I’ve admitted this before, but it bears repeating: I just don’t think Sherlock Holmes is that great. The mysteries always strike me as too esoteric to be solved by ordinary humans, and Sherlock is annoyingly, downright inhumanly, right all the time. However, almost every other mystery lover loves Sherlock, so I decided to watch “The Hound of the Baskervilles” (1939) on the off chance that everyone else might be right. Heh.

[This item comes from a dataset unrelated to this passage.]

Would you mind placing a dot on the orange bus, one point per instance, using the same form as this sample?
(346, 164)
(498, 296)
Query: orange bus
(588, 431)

The “Hound” in question is apparently haunting the Baskerville family; when one Sir Baskerville is killed by the Hound, the next in line is Henry, who arrives from Canada to claim his estate. Waiting to greet him are friendly neighbors, suspicious servants, a curmudgeon, and Shelock Holmes and Mr. Watson. For some reason it is always foggy at the Baskerville estate, and despite the fog and the Hound, people insist upon walking on the moors, frequently alone and usually at night. Will the Hound get young Henry as well?

Basil Rathbone’s Sherlock is kind of silly, which I didn’t expect, but that did help make the character’s smug omnipotence a bit tongue-in-cheek and therefore less annoying than some of the other Sherlock iterations I’ve come across.

Although the whole thing was a bit unbelievable, I liked the movie more than I thought I would. But I still like Robert Downey Jr.’s “Sherlock” better.